TRIBUNNEWS.COM, JAKARTA - Penelitian terbaru tentang pola konsumsi dan persepsi susu kental manis di DKI Jakarta, Jawa Barat, Jawa Timur, NTT dan Maluku menemukan data 28,96% dari total responden mengatakan kental manis adalah susu pertumbuhan.
Sebanyak 16,97% ibu yang menjadi responden mengaku memberikan kental manis untuk anak setiap hari.
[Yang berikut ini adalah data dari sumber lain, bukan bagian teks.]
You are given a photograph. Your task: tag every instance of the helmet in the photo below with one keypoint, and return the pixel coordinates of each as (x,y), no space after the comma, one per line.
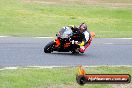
(83,27)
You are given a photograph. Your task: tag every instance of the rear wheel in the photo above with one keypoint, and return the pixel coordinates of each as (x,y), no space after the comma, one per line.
(49,47)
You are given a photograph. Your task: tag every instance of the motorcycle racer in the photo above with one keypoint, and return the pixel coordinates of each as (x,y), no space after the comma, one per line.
(85,35)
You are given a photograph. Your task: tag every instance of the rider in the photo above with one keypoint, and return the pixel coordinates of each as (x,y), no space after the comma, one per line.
(86,36)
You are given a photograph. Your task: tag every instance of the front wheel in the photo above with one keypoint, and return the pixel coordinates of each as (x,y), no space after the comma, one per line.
(49,47)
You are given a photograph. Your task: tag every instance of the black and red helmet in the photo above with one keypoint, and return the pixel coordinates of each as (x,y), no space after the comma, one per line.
(83,26)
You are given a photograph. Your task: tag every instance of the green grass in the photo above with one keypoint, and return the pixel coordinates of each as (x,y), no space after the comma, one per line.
(55,78)
(18,18)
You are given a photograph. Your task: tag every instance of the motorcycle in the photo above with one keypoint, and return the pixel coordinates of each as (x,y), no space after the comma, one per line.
(66,41)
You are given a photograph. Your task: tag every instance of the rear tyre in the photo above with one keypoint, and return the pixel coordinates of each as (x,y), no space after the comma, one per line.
(49,47)
(75,52)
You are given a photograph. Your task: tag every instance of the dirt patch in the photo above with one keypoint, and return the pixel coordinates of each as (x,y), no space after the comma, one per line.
(122,85)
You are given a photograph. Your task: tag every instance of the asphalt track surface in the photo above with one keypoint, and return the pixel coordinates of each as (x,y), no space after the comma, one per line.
(17,51)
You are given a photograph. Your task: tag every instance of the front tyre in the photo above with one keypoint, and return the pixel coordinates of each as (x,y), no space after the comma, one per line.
(49,47)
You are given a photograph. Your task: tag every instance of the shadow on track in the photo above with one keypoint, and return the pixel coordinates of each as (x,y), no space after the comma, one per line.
(67,54)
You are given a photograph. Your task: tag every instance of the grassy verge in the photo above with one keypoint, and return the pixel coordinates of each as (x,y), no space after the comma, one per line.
(21,18)
(57,77)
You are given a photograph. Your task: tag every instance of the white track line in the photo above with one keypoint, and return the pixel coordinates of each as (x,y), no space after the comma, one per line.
(50,67)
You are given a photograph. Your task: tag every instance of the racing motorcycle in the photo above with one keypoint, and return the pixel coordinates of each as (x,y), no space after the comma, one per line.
(66,41)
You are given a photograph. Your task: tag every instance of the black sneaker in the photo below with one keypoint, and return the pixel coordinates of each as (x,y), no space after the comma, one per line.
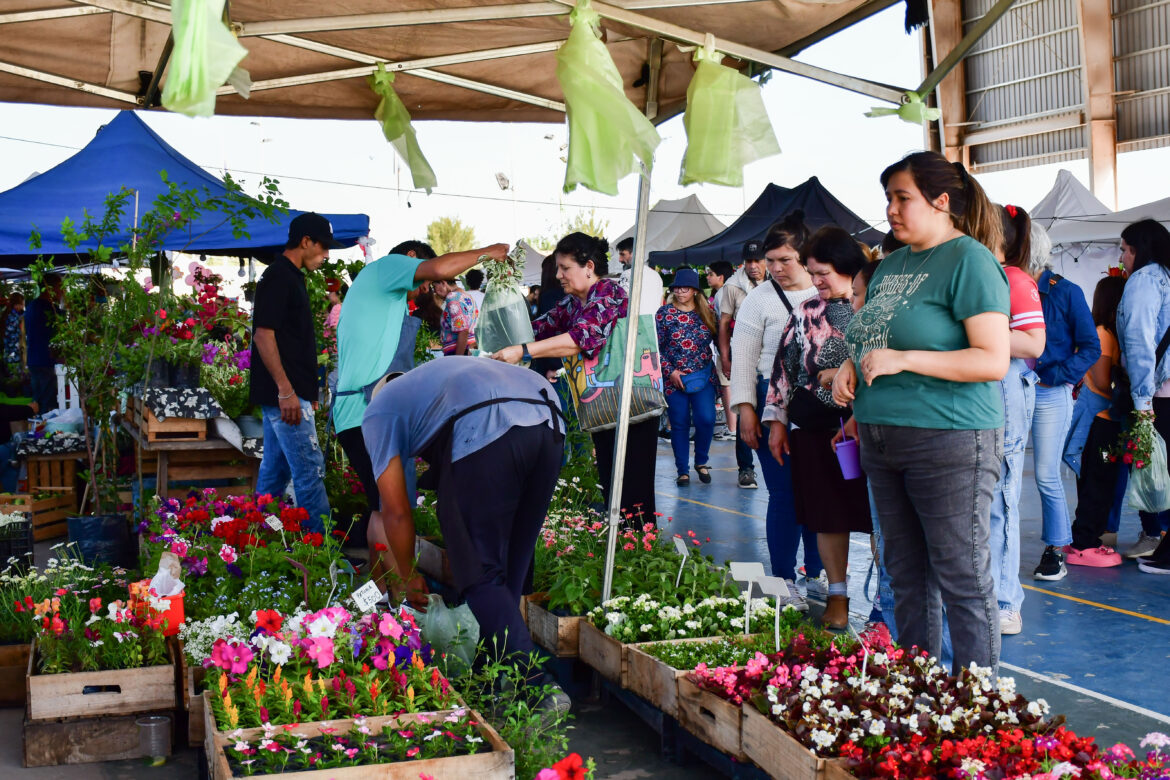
(1052,566)
(1151,566)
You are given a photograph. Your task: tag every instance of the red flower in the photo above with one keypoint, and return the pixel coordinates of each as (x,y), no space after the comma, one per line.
(269,620)
(571,767)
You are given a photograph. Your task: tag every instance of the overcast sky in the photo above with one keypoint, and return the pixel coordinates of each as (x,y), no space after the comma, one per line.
(345,166)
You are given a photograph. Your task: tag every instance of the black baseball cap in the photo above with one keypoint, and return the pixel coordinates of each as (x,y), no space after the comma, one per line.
(754,250)
(316,227)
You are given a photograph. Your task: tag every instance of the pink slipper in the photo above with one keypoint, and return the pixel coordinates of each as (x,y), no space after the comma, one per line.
(1098,557)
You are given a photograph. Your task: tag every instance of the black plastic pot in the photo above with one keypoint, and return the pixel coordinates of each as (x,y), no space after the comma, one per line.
(103,539)
(185,375)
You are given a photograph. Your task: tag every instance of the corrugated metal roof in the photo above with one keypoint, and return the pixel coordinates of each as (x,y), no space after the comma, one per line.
(1141,47)
(1027,66)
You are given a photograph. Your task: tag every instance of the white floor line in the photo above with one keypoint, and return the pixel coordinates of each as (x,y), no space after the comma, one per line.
(1085,691)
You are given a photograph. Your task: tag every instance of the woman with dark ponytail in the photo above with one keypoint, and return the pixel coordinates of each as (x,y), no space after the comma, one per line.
(927,351)
(579,324)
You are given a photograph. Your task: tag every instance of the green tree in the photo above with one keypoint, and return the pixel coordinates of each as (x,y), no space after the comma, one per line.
(449,234)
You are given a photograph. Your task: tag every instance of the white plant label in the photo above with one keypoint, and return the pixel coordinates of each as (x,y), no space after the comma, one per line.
(749,572)
(366,596)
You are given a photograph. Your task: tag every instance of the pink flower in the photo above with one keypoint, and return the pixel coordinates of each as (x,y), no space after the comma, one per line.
(319,649)
(231,656)
(390,627)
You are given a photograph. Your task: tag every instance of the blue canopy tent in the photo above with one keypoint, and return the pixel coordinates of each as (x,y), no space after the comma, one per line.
(818,204)
(128,153)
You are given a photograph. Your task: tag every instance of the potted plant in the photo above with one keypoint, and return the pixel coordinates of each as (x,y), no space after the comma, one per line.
(109,335)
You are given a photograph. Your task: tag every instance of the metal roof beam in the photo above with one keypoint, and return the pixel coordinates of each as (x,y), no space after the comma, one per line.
(747,53)
(422,73)
(68,83)
(401,66)
(49,13)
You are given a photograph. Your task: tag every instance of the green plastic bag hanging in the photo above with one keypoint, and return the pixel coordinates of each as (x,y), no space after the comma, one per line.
(607,135)
(912,110)
(396,126)
(727,124)
(205,55)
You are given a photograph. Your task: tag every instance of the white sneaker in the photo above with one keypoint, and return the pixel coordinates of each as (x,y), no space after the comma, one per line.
(1010,621)
(1146,545)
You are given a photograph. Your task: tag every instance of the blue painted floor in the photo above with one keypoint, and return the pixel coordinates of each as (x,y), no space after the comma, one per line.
(1106,633)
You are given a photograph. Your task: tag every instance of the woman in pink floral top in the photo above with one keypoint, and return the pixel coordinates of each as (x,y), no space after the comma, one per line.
(579,324)
(805,418)
(685,330)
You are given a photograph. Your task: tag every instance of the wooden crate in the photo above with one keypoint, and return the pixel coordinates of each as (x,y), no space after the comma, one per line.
(82,740)
(499,764)
(432,560)
(715,720)
(152,429)
(87,694)
(777,752)
(13,668)
(557,634)
(656,681)
(49,510)
(54,473)
(601,653)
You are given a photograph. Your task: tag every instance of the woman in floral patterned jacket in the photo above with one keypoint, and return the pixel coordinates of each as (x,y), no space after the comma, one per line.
(685,330)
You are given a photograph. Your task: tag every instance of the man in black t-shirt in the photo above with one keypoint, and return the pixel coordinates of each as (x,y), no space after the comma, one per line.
(284,368)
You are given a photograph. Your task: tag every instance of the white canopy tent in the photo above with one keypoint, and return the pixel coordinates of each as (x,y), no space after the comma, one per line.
(1069,201)
(676,223)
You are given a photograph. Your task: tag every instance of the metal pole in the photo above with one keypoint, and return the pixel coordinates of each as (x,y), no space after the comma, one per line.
(633,306)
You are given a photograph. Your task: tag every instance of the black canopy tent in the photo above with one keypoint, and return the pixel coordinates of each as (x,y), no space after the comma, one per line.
(818,204)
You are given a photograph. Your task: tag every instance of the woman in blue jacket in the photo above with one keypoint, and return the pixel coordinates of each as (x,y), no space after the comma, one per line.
(1143,319)
(1069,350)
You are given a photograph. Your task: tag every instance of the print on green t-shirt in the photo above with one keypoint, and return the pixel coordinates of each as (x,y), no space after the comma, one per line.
(367,332)
(919,301)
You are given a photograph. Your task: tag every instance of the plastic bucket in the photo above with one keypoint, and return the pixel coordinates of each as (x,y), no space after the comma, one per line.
(850,458)
(155,734)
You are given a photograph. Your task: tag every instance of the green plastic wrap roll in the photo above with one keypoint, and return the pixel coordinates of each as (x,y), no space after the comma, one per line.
(396,126)
(727,124)
(607,135)
(205,55)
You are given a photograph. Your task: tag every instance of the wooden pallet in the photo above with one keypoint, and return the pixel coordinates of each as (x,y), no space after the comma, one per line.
(601,653)
(83,740)
(49,511)
(497,764)
(13,669)
(87,694)
(717,722)
(557,634)
(153,430)
(52,473)
(777,752)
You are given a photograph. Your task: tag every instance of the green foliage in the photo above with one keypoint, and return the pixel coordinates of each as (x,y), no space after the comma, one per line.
(448,234)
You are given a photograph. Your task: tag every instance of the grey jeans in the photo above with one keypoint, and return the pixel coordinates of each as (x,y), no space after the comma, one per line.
(933,491)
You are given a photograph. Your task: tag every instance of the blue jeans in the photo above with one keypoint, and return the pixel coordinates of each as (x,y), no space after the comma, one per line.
(293,451)
(1018,392)
(1050,429)
(784,533)
(886,591)
(934,489)
(683,407)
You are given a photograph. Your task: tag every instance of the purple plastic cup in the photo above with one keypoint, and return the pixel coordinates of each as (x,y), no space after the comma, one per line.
(850,458)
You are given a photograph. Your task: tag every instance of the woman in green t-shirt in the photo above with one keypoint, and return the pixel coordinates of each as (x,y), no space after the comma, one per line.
(929,346)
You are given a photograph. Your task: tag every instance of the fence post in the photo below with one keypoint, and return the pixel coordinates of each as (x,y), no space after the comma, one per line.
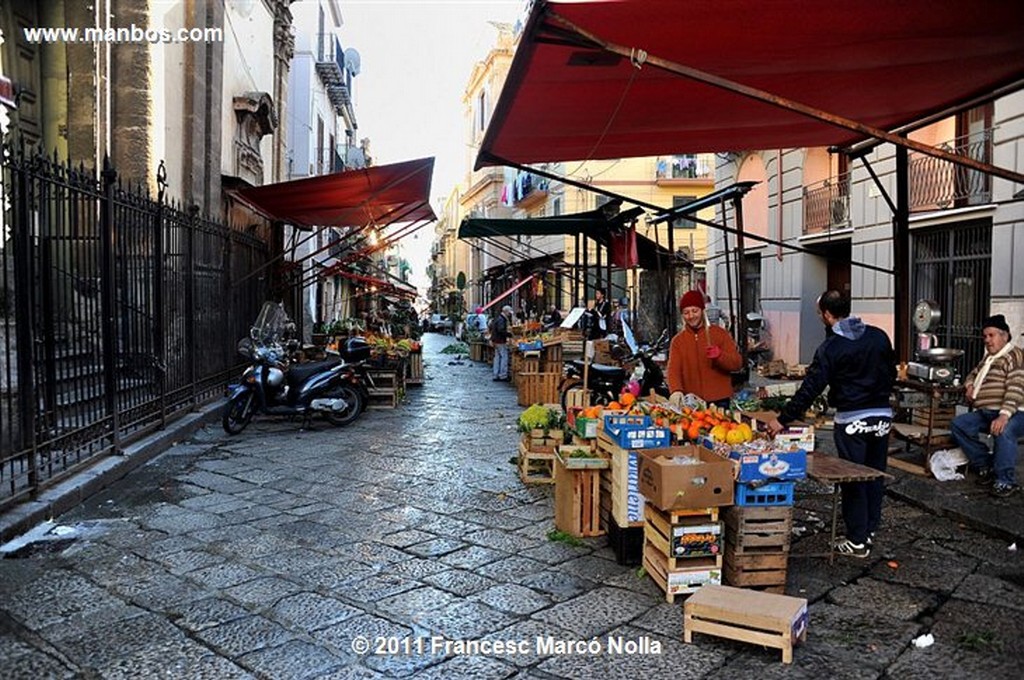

Penelitian dilakukan Yayasan Abhipraya Insan Cendekia Indonesia (YAICI) bersama PP Aisyiyah dan PP Muslimat NU dengan responden adalah 2.068 ibu yang memiliki anak usia 0 – 59 bulan atau 5 tahun.
Hasil survei menemukan sumber kesalahan persepsi, sebanyak 48% ibu mengakui mengetahui kental manis sebagai minuman untuk anak adalah dari media, baik TV, majalah/ koran dan sosial media.
Sebanyak 16,5% responden mengatakan informasi tersebut didapat dari tenaga kesehatan.
Temuan menarik lainnya adalah, kategori usia yang paling banyak mengkonsumsi kental manis adalah usia 3 – 4 tahun sebanyak 26,1%, lalu anak usia 2 – 3 tahun sebanyak 23,9%.
Sementara konsumsi kental manis oleh anak usia 1 – 2 tahun sebanyak 9,5%, usia 4-5 tahun sebanyak 15,8% dan 6,9% anak usia 5 tahun mengkonsumsi kental manis sebagai minuman sehari-hari.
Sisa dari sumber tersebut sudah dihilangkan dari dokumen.